Mme [L] [S] et M. [Z] [S], qui succombent à la cause, seront condamnés solidairement au paiement des dépens de la présente instance, conformément à l’article 696 du code de procédure civile.
L’équité et la qualité de bailleur privé des demandeurs commandent de faire droit à hauteur de 300 euros à la demande des époux [O] concernant les frais non compris dans les dépens, en application des dispositions précitées.

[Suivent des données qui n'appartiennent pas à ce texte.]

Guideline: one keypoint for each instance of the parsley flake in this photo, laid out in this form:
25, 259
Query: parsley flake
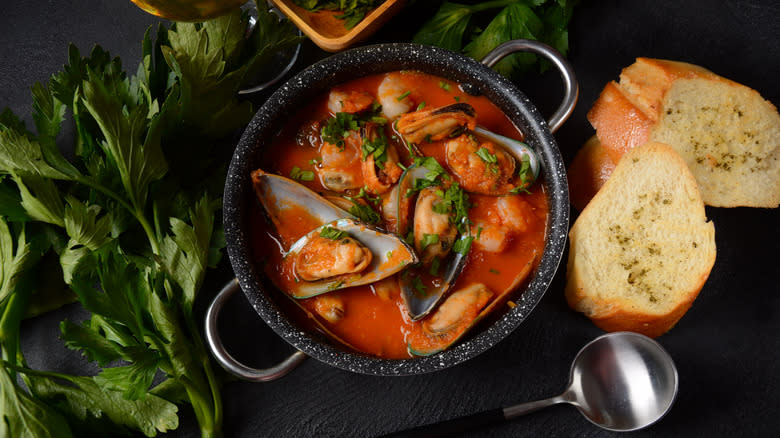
332, 233
428, 240
301, 175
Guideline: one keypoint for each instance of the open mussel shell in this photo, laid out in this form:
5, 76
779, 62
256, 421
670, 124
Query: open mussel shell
419, 304
516, 148
279, 195
390, 255
458, 313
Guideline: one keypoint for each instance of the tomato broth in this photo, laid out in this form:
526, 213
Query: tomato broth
375, 320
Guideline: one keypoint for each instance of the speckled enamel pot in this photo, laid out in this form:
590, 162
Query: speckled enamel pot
342, 67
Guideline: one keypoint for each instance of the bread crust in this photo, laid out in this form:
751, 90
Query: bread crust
588, 172
615, 312
731, 171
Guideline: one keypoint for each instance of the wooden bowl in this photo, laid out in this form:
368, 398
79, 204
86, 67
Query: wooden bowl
328, 32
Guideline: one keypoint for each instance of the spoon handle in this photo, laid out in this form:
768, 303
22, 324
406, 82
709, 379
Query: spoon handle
450, 427
453, 426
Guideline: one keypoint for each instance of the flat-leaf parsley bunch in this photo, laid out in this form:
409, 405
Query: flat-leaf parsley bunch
128, 225
477, 27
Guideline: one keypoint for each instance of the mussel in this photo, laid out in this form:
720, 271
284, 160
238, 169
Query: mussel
433, 124
360, 255
340, 252
460, 311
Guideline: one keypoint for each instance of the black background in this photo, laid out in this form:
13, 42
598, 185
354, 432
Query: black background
726, 347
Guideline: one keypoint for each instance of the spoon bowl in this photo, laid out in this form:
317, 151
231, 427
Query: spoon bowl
620, 381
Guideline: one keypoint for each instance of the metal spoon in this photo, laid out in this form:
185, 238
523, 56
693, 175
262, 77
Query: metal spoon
620, 381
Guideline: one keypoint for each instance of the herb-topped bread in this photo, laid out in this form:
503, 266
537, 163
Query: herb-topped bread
728, 135
642, 249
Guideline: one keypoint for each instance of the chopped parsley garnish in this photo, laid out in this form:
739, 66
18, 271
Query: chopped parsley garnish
431, 178
332, 233
376, 147
455, 201
486, 156
525, 170
463, 245
337, 128
301, 175
525, 175
428, 240
418, 286
433, 166
363, 193
364, 212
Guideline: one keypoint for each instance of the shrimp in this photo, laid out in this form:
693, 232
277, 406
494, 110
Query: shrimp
480, 167
513, 216
515, 213
340, 101
340, 169
434, 235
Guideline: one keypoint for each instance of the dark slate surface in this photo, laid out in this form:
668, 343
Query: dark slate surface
726, 347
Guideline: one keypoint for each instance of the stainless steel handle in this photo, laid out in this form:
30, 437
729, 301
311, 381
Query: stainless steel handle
571, 88
227, 361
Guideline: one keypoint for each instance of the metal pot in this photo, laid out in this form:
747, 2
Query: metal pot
340, 68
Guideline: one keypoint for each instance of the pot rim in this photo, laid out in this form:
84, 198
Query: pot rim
368, 60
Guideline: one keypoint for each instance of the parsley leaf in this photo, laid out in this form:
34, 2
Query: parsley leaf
376, 147
332, 233
337, 128
24, 416
131, 235
463, 245
473, 30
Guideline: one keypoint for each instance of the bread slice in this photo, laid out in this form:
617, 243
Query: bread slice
642, 249
589, 170
728, 135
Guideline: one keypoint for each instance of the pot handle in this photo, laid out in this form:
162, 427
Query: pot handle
571, 90
227, 361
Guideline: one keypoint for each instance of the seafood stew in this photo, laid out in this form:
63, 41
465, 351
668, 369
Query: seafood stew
396, 154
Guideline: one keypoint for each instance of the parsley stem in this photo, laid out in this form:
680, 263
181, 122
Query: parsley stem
139, 216
491, 5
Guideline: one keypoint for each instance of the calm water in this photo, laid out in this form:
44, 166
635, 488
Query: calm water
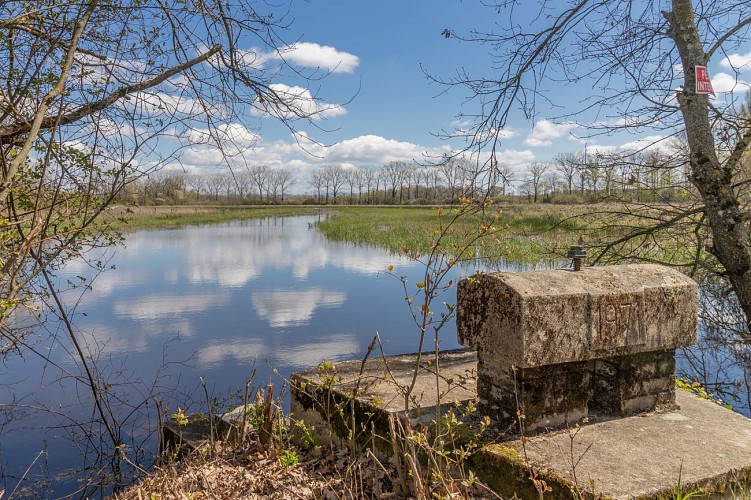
215, 302
218, 302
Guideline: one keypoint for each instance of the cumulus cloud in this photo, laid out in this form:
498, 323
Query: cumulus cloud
313, 55
290, 102
737, 61
376, 149
723, 82
305, 54
545, 131
649, 143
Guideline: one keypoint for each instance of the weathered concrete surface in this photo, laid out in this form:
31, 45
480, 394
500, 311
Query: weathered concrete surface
633, 457
547, 317
347, 400
707, 446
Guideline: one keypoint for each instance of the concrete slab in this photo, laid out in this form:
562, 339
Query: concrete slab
704, 445
557, 316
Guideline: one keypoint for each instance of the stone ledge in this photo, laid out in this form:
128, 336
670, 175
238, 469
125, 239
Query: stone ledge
559, 316
705, 445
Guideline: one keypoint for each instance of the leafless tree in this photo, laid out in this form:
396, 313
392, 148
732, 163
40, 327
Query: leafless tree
393, 173
259, 174
335, 177
317, 182
567, 164
196, 182
537, 171
635, 56
285, 180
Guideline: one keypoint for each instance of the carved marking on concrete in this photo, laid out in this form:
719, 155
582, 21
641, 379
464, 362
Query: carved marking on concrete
618, 325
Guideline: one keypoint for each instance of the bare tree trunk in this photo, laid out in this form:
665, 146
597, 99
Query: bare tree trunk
714, 181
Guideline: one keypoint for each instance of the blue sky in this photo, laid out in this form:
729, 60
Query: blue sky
378, 53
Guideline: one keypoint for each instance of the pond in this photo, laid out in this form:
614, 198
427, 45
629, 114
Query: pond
213, 303
181, 308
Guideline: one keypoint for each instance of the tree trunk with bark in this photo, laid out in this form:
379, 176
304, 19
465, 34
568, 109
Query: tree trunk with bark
714, 180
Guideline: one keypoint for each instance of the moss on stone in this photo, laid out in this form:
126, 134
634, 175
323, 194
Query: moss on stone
505, 470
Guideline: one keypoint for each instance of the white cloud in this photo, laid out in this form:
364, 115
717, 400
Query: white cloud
723, 82
164, 306
336, 347
376, 149
292, 101
545, 131
649, 143
736, 61
313, 55
283, 308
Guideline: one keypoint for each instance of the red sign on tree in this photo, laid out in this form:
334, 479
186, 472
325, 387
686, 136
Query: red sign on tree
703, 85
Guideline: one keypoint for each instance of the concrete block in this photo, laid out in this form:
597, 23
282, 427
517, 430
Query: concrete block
559, 316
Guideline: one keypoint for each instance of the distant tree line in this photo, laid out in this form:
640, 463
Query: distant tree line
568, 178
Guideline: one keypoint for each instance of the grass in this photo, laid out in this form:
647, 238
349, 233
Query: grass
521, 234
125, 219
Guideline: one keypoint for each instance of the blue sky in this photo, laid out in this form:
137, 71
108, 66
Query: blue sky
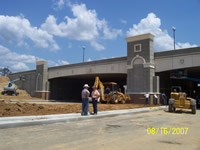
56, 30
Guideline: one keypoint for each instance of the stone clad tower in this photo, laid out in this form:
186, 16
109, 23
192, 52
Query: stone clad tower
141, 77
42, 84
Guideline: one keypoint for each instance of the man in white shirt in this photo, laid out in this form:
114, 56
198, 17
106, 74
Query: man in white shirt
85, 101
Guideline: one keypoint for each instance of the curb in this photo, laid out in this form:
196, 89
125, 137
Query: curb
13, 122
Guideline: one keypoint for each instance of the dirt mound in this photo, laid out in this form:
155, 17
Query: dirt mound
23, 95
26, 109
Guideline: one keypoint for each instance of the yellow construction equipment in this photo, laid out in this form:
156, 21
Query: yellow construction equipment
178, 99
110, 93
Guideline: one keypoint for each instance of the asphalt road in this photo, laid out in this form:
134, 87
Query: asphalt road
174, 131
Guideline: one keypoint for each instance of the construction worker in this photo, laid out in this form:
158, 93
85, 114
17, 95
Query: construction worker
95, 96
147, 98
155, 99
85, 101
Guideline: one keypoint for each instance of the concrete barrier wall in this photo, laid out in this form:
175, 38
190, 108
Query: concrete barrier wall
29, 84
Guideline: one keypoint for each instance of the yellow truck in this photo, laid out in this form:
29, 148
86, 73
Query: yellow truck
110, 93
178, 99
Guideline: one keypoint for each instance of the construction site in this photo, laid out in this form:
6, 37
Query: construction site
54, 90
24, 105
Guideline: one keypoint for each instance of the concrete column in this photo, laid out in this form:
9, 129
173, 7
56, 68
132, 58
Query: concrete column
42, 84
141, 68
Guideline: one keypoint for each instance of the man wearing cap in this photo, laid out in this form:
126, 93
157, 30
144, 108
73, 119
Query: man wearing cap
95, 96
85, 101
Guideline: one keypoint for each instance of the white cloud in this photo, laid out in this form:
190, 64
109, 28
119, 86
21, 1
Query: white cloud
123, 21
20, 62
58, 4
16, 62
63, 62
89, 60
151, 24
84, 26
19, 29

Selon l’article 514 du code de procédure civile, il est rappelé que les décisions de première instance sont de droit exécutoires à titre provisoire à moins que la loi ou la décision rendue n’en dispose autrement. En l’espèce, rien ne s’oppose à écarter ce principe compte tenu de l’ancienneté du litige.
PAR CES MOTIFS
Le juge des contentieux de la protection, statuant après débats publics, par jugement mis à disposition au greffe, réputé contradictoire et en premier ressort,
DIT que le congé pour vente délivrée par monsieur M. [W] [O] le 30 mai 2023, avec effet au 31 janvier 2024, portant sur un appartement situé au [Adresse 2] à [Localité 1], loué à Mme [L] [S] et M. [Z] [S] en vertu du contrat de bail signé le 31 janvier 2018 est valable au fond et en la forme,
CONSTATE ainsi la résiliation du bail au 31 janvier 2024 à minuit, date de prise d’effet du congé de reprise pour vente,
CONSTATE ainsi que Mme [L] [S] et M. [Z] [S] sont occupants sans droit ni titre depuis le 31 janvier 2024 à minuit,
ORDONNE en conséquent à Mme [L] [S] et M. [Z] [S] de libérer de leur personne, de leurs biens, ainsi que de tous occupants de leur chef, les lieux situés au [Adresse 2] à [Localité 1] ainsi que, le cas échéant, tous les lieux loués accessoirement au logement,
DIT qu’à défaut de libération volontaire, il pourra être procédé à leur expulsion et à celle de tous occupants de leur chef avec l’assistance de la force publique,
DIT que le sort des meubles sera régi conformément aux dispositions des articles L. 433-1 et L. 433-2 du code des procédures civiles d’exécution,
RAPPELLE que l’expulsion ne pourra avoir lieu qu’hors période hivernale et à l’expiration d’un délai de deux mois suivant la délivrance d’un commandement d’avoir à libérer les lieux,
CONDAMNE solidairement Mme [L] [S] et M. [Z] [S] au paiement d’une indemnité d’occupation d’un montant mensuel égale au montant du loyers et des charges à compter du 31 janvier 2024, soit 850 euros, provisions sur charges inclus, et ce jusqu’à libération effective des lieux et remise des clés au bailleur ou à son mandataire,
PRECISE que toute indexation du loyer et/ou régularisation des charges devra être préalablement notifiée par courrier recommandé aux locataires,
CONDAMNE solidairement Mme [L] [S] et M. [Z] [S] à payer à M. [W] [O] et Mme [E] [B] épouse [O] la somme de deux mille six cent trente-six euros (2.636 euros), au titre du décompte arrêté au 17 septembre 2025, échéance du mois de septembre incluse, avec intérêts au taux légal à compter de l’assignation du 3 février 2025 sur la somme de 1.653 euros et à compter de la signification de la présente décision pour le surplus,
ENJOINT Mme [L] [S] et M. [Z] [S] à laisser entrer dans l’appartement les agences immobilières mandatées par M. [W] [O] et Mme [E] [B] épouse [O] pour réaliser les visites et les diagnostics dans le cadre de la mise en vente de l’appartement, sous condition de fixer les rendez-vous avec les locataires dans un délais minimum de 7 jours et d’obtenir leur accord exprès,
REJETTE toutefois la demande d’astreinte,
DEBOUTE M. [W] [O] et Mme [E] [B] épouse [O] de leur demande de dommages et intérêts,
CONDAMNE solidairement Mme [L] [S] et M. [Z] [S] à payer à M. [W] [O] et Mme [E] [B] épouse [O] la somme de 300 euros au titre de l’article 700 du code de procédure civile,
CONDAMNE solidairement Mme [L] [S] et M. [Z] [S] aux dépens, étant précisé que le congé pour reprise doit rester à la charge du bailleur,
DIT n’y avoir lieu d’écarter l’exécution provisoire de droit de la présente décision,
Ainsi jugé par mise à disposition au greffe le 4 novembre 2025, et signé par la juge et la greffière susnommées.